In fact, Kakushadze suggests that quant funds that use overly complex and opaque AI models may have suffered worse than others. Deep learning, a form of AI that has taken the tech world by storm in recent years, for instance, involves feeding data into neural networks that are difficult to audit. Machine learning, and especially deep learning, “can have a large number of often obscure (uninterpretable) parameters,” he writes.
Ernie Chan, managing member of QTS Capital Management, and the author of several books on machine trading, agrees that AI is no match for a rare event like the coronavirus.
“It’s easy to train a system to recognize cats in YouTube videos because there are millions of them,” Chan says.
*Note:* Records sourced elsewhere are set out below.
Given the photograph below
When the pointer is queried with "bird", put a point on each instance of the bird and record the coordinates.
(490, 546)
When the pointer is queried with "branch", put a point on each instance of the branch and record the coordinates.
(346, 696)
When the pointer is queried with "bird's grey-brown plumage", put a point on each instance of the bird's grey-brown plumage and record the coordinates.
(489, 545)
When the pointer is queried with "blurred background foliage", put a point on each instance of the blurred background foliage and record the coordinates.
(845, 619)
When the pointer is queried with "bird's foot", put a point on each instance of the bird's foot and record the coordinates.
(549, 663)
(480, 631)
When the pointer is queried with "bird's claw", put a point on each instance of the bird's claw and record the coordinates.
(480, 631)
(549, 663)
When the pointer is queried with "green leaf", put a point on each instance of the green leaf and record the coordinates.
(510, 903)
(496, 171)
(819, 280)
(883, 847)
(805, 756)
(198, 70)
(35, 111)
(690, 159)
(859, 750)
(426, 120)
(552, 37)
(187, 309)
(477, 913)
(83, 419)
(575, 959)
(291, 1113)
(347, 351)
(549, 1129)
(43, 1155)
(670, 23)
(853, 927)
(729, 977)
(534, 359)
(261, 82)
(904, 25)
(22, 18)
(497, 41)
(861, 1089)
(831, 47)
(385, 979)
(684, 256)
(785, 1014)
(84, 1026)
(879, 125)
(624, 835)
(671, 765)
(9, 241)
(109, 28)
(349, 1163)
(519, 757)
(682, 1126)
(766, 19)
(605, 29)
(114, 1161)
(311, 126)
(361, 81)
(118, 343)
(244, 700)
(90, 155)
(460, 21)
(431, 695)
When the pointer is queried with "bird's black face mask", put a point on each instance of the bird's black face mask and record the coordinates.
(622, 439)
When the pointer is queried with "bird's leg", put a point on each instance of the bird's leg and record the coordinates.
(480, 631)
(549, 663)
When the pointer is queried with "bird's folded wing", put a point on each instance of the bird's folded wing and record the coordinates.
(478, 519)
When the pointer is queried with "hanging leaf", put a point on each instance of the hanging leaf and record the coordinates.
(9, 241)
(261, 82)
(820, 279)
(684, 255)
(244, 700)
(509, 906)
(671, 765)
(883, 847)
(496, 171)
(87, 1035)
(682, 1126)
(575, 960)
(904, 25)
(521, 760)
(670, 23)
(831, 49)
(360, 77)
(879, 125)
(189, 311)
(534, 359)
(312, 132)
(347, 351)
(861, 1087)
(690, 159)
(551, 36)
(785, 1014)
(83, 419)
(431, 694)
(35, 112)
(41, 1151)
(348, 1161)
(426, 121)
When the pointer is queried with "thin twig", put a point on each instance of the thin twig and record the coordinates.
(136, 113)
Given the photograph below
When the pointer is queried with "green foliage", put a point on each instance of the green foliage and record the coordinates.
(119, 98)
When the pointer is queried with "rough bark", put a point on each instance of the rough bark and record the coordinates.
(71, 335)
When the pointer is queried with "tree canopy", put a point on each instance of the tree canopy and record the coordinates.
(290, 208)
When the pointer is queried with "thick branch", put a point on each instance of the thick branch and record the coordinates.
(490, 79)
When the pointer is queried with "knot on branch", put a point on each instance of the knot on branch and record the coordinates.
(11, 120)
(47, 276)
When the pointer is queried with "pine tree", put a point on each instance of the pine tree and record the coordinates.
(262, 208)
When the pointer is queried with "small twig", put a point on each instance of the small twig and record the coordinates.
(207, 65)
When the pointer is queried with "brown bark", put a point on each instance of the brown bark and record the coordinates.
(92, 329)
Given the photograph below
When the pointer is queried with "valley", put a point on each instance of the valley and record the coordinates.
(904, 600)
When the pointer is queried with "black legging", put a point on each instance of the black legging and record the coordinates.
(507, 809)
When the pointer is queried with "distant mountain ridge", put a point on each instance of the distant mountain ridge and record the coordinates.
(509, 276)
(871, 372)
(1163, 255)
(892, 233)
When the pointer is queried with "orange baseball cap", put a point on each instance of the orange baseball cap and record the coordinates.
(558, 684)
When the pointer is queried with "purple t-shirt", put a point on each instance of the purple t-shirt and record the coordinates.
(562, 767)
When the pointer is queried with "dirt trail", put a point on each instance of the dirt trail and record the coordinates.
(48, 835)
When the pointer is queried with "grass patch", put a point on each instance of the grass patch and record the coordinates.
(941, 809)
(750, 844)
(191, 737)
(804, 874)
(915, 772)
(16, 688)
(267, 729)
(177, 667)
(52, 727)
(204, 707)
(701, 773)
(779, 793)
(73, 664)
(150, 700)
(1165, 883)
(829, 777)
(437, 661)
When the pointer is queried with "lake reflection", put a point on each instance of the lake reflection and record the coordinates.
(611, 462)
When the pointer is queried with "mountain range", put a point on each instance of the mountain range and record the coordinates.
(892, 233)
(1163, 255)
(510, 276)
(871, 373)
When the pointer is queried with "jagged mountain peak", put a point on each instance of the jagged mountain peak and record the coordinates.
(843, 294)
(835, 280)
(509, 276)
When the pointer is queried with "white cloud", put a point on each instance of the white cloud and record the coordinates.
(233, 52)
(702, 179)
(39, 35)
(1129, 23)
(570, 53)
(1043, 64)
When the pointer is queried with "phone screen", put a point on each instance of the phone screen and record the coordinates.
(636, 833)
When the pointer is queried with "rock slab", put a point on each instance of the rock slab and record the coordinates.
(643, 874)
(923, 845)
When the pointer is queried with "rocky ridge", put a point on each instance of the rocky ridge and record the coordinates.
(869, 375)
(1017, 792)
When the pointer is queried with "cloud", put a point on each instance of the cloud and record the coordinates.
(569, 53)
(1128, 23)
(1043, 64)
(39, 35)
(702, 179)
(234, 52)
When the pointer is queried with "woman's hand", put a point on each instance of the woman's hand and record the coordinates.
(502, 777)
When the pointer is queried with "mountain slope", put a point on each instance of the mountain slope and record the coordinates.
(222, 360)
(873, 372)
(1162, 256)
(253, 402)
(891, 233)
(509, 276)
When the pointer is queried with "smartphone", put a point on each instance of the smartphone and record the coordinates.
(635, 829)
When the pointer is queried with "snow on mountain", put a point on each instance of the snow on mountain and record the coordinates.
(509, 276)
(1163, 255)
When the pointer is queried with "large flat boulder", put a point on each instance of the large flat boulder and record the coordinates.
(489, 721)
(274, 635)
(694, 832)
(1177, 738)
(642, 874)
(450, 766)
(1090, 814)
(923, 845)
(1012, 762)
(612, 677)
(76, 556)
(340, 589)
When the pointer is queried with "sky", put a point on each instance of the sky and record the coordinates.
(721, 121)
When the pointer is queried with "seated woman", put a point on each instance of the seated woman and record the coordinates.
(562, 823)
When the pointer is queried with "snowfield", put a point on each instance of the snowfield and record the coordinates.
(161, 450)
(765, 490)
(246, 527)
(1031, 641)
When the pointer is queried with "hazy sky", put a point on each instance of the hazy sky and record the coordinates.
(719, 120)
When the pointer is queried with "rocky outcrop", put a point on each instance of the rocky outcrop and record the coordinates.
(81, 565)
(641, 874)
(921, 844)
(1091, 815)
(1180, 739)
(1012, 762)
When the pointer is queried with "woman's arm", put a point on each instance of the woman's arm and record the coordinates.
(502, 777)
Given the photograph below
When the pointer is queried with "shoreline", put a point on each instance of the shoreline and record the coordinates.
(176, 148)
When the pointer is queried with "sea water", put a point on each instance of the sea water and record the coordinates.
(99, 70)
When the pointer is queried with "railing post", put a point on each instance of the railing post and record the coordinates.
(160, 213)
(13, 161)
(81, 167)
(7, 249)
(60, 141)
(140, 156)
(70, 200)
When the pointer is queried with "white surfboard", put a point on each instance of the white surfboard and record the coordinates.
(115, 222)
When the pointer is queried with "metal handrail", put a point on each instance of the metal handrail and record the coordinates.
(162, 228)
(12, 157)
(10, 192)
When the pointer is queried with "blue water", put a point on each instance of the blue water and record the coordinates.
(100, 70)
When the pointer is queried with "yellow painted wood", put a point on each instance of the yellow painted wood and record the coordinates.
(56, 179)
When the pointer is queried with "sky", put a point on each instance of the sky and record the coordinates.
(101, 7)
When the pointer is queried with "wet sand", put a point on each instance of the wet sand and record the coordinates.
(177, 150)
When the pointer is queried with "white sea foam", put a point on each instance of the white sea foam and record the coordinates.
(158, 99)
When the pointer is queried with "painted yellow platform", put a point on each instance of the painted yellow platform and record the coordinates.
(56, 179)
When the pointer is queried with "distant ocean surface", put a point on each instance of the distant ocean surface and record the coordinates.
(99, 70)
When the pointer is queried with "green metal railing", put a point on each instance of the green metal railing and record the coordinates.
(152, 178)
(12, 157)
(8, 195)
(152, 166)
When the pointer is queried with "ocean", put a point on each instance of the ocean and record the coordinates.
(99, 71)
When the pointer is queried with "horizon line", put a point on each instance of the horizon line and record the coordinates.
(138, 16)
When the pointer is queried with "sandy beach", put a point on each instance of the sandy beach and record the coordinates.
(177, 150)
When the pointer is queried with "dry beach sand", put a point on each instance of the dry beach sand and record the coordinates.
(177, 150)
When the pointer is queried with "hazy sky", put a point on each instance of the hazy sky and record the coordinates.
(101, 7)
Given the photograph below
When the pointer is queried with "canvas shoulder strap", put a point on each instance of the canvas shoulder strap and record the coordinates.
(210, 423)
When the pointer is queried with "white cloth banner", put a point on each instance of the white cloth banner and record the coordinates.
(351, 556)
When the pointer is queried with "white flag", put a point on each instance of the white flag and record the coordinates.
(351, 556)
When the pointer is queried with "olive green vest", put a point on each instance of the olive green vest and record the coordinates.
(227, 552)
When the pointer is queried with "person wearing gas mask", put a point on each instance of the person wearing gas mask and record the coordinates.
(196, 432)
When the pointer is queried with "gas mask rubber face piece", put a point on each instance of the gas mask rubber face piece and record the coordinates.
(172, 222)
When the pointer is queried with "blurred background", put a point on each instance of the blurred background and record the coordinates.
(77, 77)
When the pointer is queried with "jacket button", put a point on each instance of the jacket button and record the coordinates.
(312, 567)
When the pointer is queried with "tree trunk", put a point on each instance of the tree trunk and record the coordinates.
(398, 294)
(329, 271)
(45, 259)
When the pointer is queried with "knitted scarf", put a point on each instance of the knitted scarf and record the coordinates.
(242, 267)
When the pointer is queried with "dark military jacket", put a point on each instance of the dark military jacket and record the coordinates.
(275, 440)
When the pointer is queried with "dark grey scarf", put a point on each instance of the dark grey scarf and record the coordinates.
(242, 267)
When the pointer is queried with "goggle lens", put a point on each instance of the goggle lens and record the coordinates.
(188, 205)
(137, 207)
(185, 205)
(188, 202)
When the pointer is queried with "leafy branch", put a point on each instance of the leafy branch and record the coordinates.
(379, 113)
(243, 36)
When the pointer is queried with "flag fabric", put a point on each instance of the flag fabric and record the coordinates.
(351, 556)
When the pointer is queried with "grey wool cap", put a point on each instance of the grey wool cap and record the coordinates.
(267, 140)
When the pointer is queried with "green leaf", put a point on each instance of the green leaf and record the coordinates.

In contrast, only a few such large swings in the market have occured before. “You can count [these huge drops] on one hand. So it’s not possible to use machine learning to learn from those signals.”
Still, some quant funds did a lot better than others during March’s volatility. The Medallion Fund operated by Renaissance Technologies, which is restricted to employees’ money, has reportedly seen 24 percent gains for the year to date, including a 9 percent lift in March.